Structure, Consistency, Accountability
Mike: So, Logan, you mentioned today that you have to figure out a way to survive for the next two weeks without cash. You are cash poor, as we’ve learned from watching Nashville. What’s the plan?
Logan: Yes, cash poor and also asset poor. But I’m not poor in haircare products! For now. I will be after I go to Target to return some of the things I bought. That will be like, $75. And I do have $40 in cash already. So actually I’m going to be okay.
Mike: That’s a good attitude. It’s not the end of the world, right? You still have your health? You also have friends who will make sure that you never go hungry or end up on the street. If you run out of money for food, I can totally feed you. I’ll make you that asparagus lasagna I baked when you first came to visit me.
Logan: Oh god, that asparagus lasagna is so good. I may take you up on that. But yeah. I totally self-created this problem. This is not a big deal—it was a bigger deal this morning actually just because it was so shocking. Having overdraft protection is a big thing though. I know this is “using a credit card,” which is really bad, but it’s only for bills to keep me from getting more fees. As soon as I get paid, I’ll transfer anything that was transfered from my credit card back over.
But it’s still shocking too, my ability to not do math. Also it’s amazing to me that every time I do this I tell myself, THIS IS THE LAST TIME, THINGS ARE GOING TO CHANGE. And I really mean it! And believe it! What’s that definition of a nutter—a person who does the same thing over and over and expects a different outcome? Ding ding ding.
Mike: As you do. I also owe you $15. So you also have an extra $15.

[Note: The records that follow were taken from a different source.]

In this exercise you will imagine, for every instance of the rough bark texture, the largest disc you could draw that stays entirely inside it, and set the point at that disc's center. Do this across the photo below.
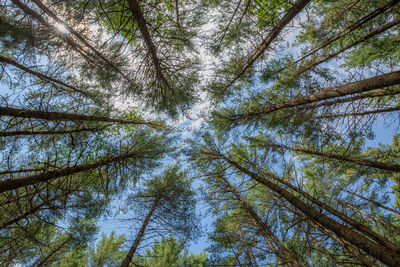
(78, 36)
(369, 112)
(328, 57)
(17, 133)
(376, 82)
(61, 116)
(354, 98)
(385, 255)
(288, 17)
(360, 227)
(40, 75)
(265, 231)
(388, 166)
(139, 236)
(18, 182)
(138, 15)
(349, 247)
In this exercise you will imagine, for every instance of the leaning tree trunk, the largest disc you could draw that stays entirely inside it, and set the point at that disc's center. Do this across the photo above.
(286, 19)
(265, 231)
(349, 247)
(139, 236)
(61, 116)
(377, 82)
(388, 166)
(41, 75)
(15, 183)
(382, 253)
(360, 227)
(138, 15)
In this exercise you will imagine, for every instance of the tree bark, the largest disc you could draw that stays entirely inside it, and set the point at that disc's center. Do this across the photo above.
(354, 26)
(369, 112)
(15, 183)
(41, 76)
(366, 85)
(78, 48)
(265, 231)
(138, 15)
(384, 254)
(78, 36)
(61, 116)
(307, 67)
(32, 210)
(388, 166)
(139, 236)
(16, 133)
(354, 98)
(288, 17)
(349, 247)
(360, 227)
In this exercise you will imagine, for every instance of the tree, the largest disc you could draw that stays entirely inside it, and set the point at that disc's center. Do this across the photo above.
(168, 199)
(170, 252)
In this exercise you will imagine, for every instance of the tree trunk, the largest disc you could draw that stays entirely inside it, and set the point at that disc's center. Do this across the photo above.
(349, 29)
(369, 84)
(349, 247)
(61, 116)
(16, 133)
(388, 166)
(385, 255)
(384, 110)
(78, 48)
(307, 67)
(265, 231)
(41, 76)
(32, 210)
(78, 36)
(139, 236)
(360, 227)
(15, 183)
(286, 19)
(354, 98)
(138, 15)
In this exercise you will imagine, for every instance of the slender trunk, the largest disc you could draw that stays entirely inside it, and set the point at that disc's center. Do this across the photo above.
(385, 255)
(307, 67)
(286, 19)
(43, 262)
(138, 15)
(32, 210)
(349, 247)
(229, 24)
(16, 133)
(15, 183)
(249, 254)
(65, 37)
(376, 203)
(369, 84)
(394, 227)
(61, 116)
(265, 231)
(360, 227)
(139, 236)
(383, 110)
(41, 75)
(354, 98)
(351, 28)
(21, 170)
(388, 166)
(78, 36)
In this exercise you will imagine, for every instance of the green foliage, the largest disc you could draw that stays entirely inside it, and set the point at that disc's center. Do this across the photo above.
(171, 252)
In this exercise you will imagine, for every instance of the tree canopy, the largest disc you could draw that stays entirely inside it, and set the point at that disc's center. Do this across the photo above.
(129, 129)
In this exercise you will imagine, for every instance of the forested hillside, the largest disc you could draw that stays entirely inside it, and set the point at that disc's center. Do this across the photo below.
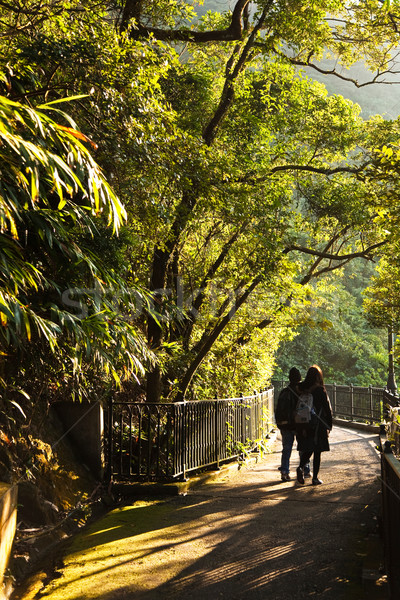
(175, 191)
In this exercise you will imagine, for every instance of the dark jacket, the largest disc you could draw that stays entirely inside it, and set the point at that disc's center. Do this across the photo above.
(284, 410)
(310, 439)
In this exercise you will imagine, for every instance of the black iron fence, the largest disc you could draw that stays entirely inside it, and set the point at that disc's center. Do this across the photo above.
(165, 441)
(390, 473)
(350, 402)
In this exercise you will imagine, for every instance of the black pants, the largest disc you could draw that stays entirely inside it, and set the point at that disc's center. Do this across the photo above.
(305, 457)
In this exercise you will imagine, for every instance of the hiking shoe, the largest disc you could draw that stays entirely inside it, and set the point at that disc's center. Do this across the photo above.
(316, 481)
(300, 475)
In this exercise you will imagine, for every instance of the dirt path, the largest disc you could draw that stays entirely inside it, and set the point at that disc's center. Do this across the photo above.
(245, 537)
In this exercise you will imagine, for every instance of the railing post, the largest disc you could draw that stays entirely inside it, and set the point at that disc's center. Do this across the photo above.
(110, 440)
(334, 400)
(371, 406)
(183, 444)
(216, 422)
(243, 419)
(351, 402)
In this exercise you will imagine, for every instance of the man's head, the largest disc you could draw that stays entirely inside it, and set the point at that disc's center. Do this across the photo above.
(294, 375)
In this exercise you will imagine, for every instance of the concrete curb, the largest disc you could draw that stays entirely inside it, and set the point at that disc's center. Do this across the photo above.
(355, 425)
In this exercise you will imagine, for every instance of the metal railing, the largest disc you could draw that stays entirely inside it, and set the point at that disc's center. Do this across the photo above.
(390, 474)
(164, 441)
(350, 402)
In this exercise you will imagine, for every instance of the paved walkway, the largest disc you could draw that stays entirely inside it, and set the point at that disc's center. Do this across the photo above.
(245, 537)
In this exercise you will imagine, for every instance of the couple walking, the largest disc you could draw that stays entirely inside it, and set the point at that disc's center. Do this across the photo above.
(312, 433)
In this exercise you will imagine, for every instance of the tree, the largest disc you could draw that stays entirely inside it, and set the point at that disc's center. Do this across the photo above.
(243, 181)
(52, 194)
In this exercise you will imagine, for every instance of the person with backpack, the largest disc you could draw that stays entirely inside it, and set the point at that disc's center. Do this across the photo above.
(313, 429)
(284, 418)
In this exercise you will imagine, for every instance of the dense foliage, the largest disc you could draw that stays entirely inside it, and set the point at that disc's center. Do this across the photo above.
(242, 180)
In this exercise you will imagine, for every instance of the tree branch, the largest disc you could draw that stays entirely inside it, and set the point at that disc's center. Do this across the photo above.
(343, 257)
(231, 33)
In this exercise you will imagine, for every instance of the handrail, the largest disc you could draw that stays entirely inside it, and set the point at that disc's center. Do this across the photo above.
(156, 441)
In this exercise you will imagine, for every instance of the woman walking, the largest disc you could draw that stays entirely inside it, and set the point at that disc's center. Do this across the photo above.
(312, 439)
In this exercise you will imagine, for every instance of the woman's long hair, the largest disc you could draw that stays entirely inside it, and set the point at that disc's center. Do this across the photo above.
(314, 377)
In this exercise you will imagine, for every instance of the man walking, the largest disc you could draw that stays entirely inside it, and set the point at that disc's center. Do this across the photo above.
(284, 417)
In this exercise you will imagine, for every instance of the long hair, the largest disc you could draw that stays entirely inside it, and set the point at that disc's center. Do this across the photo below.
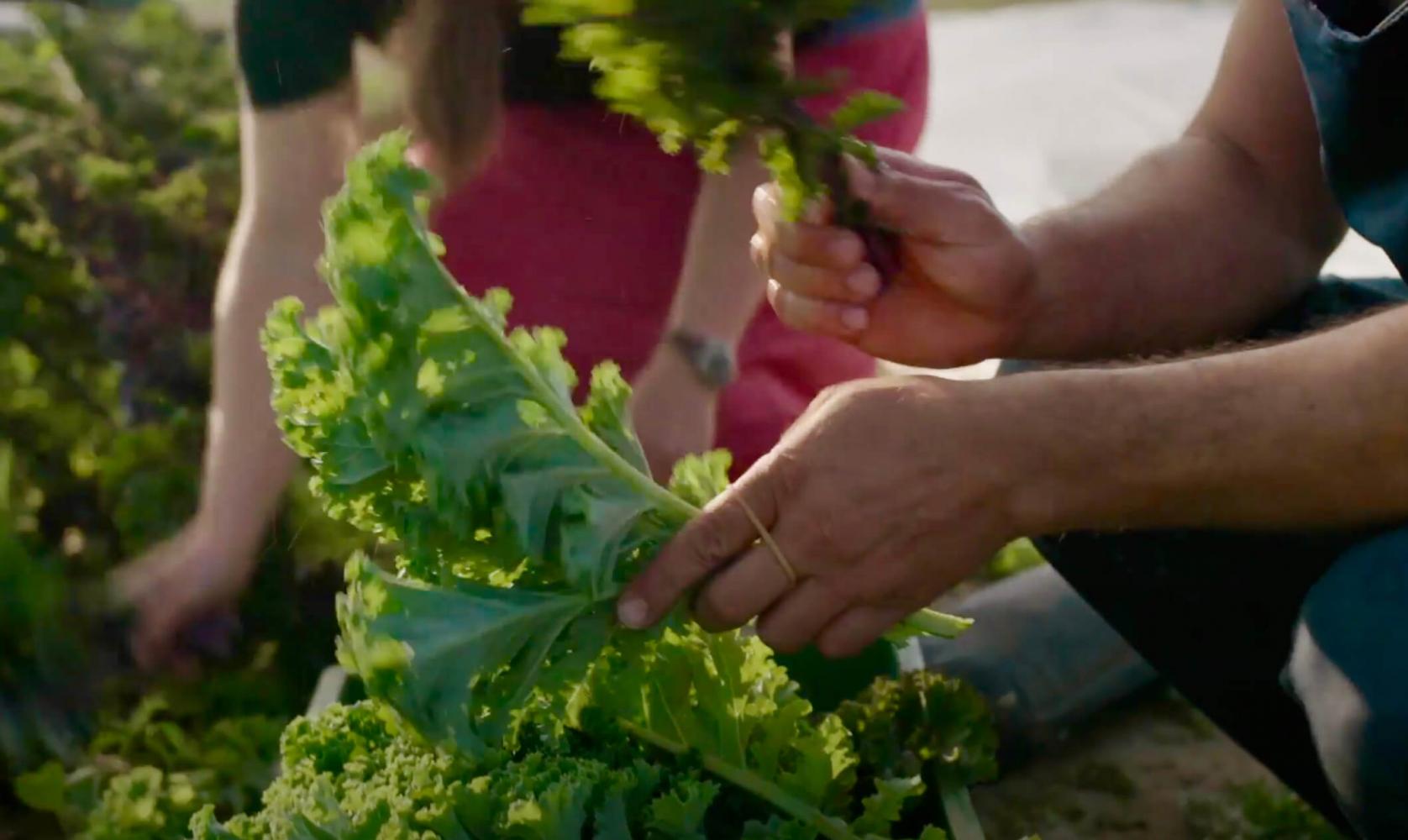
(454, 60)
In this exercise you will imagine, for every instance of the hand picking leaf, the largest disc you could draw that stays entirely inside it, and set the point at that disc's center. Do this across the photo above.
(518, 517)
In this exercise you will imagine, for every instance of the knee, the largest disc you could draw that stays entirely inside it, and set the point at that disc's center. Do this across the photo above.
(1348, 670)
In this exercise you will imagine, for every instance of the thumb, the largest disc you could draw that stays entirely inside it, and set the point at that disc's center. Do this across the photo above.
(943, 207)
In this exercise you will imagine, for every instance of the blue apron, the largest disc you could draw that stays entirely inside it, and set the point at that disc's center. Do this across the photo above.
(1356, 69)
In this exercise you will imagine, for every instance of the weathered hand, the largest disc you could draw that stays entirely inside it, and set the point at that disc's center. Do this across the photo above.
(968, 279)
(673, 412)
(883, 496)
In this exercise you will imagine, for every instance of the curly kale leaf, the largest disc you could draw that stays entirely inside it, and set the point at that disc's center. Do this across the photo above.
(933, 727)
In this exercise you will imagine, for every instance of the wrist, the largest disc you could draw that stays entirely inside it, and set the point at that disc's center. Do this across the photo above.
(1048, 325)
(1062, 452)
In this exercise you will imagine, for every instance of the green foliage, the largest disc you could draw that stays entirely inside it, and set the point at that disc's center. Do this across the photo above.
(708, 72)
(1258, 811)
(1014, 559)
(517, 518)
(118, 185)
(931, 727)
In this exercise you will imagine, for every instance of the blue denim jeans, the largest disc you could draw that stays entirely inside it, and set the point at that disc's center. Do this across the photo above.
(1295, 643)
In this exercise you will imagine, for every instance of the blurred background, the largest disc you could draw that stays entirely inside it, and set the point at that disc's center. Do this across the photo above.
(118, 181)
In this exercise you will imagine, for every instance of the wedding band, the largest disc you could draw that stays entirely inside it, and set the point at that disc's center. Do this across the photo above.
(772, 545)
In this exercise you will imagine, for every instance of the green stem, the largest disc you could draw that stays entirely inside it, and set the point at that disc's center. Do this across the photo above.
(749, 781)
(927, 622)
(938, 623)
(958, 811)
(570, 423)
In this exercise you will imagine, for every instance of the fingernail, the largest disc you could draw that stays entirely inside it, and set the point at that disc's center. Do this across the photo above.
(633, 612)
(848, 249)
(864, 281)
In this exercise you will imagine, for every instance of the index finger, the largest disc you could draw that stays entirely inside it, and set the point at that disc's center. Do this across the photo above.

Logan: You do not owe me $15. I have no idea what you’re talking about.
Mike: During Thanksgiving, we went to that diner, and you insisted on treating me, which I was very thankful for! But a young woman with an overdrawn bank account shouldn’t be treating friends to meals. So just pretend that I paid for myself that day.
Logan: I’m pretty sure I owe’d you at least that much! You’re always super generous with me.

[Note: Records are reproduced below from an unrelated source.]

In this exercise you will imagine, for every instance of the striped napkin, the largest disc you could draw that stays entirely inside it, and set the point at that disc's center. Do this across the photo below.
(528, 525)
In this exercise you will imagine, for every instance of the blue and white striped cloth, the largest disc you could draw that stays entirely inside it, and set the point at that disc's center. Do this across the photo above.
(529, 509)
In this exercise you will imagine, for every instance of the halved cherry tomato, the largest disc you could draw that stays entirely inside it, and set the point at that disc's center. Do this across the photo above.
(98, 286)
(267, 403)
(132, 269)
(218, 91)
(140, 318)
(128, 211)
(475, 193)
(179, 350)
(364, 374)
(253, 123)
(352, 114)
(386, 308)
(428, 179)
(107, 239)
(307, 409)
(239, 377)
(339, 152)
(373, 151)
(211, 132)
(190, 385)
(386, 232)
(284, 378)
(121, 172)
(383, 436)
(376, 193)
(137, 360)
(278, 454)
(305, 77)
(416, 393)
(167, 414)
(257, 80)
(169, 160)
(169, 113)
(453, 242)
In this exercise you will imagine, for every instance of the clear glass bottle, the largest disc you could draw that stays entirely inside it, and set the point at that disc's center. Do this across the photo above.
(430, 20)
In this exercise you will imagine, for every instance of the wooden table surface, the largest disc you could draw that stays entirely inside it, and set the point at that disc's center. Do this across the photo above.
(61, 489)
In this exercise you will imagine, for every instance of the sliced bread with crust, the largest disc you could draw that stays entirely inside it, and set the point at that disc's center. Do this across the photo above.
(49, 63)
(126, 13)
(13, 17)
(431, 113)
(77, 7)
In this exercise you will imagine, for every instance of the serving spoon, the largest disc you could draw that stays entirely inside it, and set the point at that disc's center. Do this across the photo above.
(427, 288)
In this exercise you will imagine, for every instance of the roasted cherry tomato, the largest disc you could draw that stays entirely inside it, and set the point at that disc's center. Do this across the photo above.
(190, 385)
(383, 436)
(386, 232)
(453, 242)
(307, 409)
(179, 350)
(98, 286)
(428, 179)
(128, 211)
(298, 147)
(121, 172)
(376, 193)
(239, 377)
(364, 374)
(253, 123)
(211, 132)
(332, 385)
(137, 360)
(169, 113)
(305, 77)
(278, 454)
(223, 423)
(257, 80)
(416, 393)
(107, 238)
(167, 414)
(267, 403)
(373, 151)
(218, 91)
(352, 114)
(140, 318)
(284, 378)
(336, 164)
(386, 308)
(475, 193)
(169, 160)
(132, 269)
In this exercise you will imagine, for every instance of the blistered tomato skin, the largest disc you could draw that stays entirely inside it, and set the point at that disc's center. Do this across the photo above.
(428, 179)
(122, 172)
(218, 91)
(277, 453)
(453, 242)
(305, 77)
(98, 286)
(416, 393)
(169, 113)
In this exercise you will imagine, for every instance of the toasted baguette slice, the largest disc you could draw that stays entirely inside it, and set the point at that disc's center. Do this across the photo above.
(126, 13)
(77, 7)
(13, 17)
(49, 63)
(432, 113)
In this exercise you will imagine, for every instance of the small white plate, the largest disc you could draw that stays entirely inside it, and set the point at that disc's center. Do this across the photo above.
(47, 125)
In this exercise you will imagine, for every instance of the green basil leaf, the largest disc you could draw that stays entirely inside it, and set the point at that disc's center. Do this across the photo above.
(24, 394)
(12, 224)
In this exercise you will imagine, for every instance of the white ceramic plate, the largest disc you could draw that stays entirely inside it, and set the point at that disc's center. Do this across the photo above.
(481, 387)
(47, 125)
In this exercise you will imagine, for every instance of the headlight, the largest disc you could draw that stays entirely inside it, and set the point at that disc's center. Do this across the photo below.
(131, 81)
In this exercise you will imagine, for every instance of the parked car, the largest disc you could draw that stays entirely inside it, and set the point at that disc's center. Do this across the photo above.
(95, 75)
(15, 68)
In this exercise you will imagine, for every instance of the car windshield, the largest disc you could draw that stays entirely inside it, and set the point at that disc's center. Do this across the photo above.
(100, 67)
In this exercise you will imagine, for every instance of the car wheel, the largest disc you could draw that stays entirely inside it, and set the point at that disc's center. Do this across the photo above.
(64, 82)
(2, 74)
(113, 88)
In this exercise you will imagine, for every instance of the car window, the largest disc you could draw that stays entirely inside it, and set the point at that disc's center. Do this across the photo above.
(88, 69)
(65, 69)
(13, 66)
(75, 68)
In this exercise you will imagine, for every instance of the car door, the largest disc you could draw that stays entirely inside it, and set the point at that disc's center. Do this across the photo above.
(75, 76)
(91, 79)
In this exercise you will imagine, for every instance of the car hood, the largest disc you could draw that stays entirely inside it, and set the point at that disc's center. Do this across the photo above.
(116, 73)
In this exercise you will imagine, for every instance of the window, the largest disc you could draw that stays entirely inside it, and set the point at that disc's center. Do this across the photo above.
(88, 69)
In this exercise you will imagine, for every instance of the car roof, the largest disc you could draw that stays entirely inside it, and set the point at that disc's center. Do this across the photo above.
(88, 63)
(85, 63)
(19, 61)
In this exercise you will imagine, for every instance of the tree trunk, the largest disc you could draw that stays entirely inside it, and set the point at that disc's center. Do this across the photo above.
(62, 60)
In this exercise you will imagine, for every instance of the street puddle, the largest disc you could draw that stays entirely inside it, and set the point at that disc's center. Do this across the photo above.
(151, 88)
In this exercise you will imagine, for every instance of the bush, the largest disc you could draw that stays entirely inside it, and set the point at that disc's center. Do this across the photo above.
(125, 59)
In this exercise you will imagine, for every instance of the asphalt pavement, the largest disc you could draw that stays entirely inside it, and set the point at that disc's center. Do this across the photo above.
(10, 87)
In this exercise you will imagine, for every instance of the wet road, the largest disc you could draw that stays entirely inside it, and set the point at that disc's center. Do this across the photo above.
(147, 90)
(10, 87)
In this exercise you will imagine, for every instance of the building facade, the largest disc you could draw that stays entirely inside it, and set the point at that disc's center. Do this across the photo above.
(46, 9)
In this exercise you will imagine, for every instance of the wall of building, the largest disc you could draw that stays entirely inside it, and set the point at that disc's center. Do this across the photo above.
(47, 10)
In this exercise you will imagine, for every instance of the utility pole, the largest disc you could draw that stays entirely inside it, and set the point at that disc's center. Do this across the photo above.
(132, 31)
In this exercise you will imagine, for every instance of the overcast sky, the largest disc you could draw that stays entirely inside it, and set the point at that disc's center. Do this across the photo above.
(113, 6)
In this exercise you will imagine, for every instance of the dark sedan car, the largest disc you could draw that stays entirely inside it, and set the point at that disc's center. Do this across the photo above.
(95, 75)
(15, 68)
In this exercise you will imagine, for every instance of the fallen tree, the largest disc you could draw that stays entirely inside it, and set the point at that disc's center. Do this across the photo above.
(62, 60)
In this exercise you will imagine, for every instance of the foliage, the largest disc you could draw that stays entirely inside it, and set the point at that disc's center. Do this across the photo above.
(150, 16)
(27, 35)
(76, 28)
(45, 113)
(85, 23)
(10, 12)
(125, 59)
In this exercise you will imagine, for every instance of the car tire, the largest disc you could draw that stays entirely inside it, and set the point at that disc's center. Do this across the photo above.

Mike: But the thing is, I can afford it! This is a very important difference.
Logan: Well I could afford it when I did it!
Mike: But beyond figuring out what to return to Target, I think the reason why our readers suggested that you set up your bank alerts and apps is to take some action on some preventive measures so that this doesn’t happen again. Baby steps, right? What sort of things will you do to make sure this doesn’t happen again?

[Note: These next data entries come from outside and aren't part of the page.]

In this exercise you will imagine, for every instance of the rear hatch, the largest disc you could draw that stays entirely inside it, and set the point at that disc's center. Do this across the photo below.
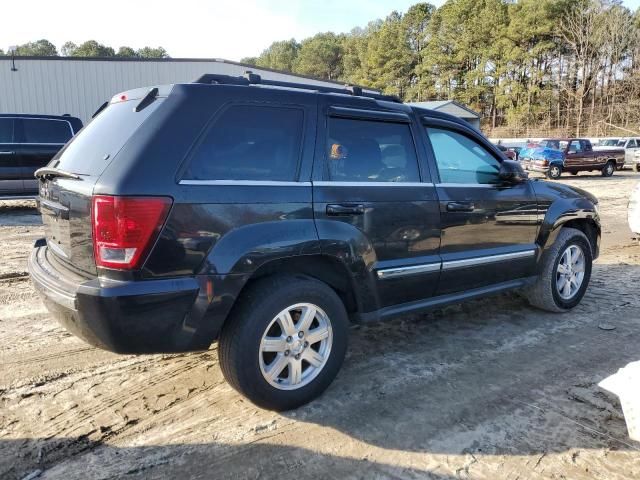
(66, 184)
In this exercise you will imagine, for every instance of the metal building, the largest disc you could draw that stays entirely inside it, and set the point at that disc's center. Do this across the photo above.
(454, 108)
(78, 86)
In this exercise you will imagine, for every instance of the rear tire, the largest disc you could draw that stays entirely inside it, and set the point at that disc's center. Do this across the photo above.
(264, 357)
(547, 293)
(608, 169)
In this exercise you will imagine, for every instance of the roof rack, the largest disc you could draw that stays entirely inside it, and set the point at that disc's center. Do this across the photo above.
(250, 78)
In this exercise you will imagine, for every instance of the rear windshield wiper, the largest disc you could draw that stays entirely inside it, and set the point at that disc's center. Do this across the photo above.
(50, 172)
(100, 108)
(147, 100)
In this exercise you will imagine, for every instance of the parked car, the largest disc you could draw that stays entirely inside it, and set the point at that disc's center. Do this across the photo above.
(633, 211)
(635, 162)
(555, 156)
(630, 146)
(266, 216)
(28, 142)
(607, 143)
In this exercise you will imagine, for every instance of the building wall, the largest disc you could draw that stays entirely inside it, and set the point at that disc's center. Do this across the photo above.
(78, 87)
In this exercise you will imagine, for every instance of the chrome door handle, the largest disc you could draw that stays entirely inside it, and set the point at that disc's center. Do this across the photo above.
(345, 209)
(460, 207)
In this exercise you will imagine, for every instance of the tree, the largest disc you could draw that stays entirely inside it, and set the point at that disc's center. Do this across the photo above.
(91, 48)
(321, 56)
(39, 48)
(584, 30)
(279, 55)
(249, 60)
(68, 48)
(126, 52)
(152, 52)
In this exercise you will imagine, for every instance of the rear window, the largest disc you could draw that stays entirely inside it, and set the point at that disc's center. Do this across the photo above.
(249, 142)
(37, 130)
(95, 146)
(6, 130)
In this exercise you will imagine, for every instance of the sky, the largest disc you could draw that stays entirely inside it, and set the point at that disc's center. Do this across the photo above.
(229, 29)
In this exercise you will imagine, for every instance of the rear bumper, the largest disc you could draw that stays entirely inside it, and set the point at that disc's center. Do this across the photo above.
(148, 316)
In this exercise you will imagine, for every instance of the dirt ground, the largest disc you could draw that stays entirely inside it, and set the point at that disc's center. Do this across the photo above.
(490, 389)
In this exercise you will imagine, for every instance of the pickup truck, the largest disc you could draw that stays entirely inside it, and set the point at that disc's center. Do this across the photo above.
(630, 146)
(556, 155)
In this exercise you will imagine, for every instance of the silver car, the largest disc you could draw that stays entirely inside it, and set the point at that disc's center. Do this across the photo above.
(633, 210)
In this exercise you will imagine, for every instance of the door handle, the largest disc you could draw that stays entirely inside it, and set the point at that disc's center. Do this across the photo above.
(345, 209)
(460, 207)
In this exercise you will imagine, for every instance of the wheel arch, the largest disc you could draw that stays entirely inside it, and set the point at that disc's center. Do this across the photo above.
(324, 268)
(582, 221)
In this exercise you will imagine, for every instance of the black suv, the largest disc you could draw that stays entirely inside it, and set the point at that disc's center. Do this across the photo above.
(267, 216)
(28, 142)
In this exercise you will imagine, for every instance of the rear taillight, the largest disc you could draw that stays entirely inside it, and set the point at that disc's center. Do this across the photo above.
(124, 228)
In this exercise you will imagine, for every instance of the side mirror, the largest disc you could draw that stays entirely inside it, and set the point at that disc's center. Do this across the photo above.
(512, 172)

Logan: Yeah I totally already get bank alerts and emails —and I delete them without reading. I am MASTER SELF-SABOTEUR. I make horrible decisions on a regular basis. I make okay big life decisions (“I need to confront my debt. I need to start paying it down. I need to do my taxes. I need to start paying them down.”), but on the day-to-day decisions, I really screw myself. I have tried to do the cash thing—where I figure out my spending money until the next check and then take that out in cash—but that cash goes fast, always.
This is for sure a larger pattern in my life—screwing myself with tiny decisions each day. I have a punctuality problem. I stay up late reading or watching TV or whatever knowing it will make me miserable in the morning. I want to be fit but I’ll always go on a run or do pushups tomorrow. I want to eat better, but right after I have this donut, promise. I’m always late, on everything.
Mike: Do you think that’s because you lack structure? Perhaps we can work on providing more structure in your life. You stay up late because you don’t have a job where if you don’t show up by 9 a.m. or somesuch, you’ll get fired. You aren’t being held accountable for anything. You aren’t limited by anything, basically, and this has bled into your relationship with money. Maybe we need to start injecting some more structure in your life.
Logan: YeahhhahhHhahahha. Structure. What is structure? I really haven’t had it in quite a long time. That was one of the things I liked most about working in a grocery store, when I was a florist, and then later working in the mall. I had a schedule! And a place to be! I was still late a lot—never enough to get fired, but just enough to be stressed out about it all the time. That’s one of the reasons that I know getting a second job would be good for me, and also one of the reasons why I keep putting it off. It would be good for me to have a place to be everyday at a certain time OR ELSE, but …. I really like not having to be anywhere at a certain time OR ELSE. And that goes back to “what’s good for me” and “what’s good for me RIGHT NOW.”
Mike: What if instead of me doing the first post of the morning, you would be in charge of it. How would you feel about that?
Logan: I’d feel like UGH. But that’s a good idea.
Mike: I mean, the reason why I do the first few posts is because you’ve got a little hitch in your git-along in the mornings. Maybe we’ll start with you doing the second post of the morning. Baby steps! Structure!
Logan: You know, Mike, my favorite part of these chats is that each time we do them, I’m one step closer to being totally unhireable. “Oh, you are terrible with money AND you don’t learn lessons AND you’re always late AND you don’t even try to pretend otherwise? WE’D LOVE YOU TO JOIN OUR TEAM,” said nobody.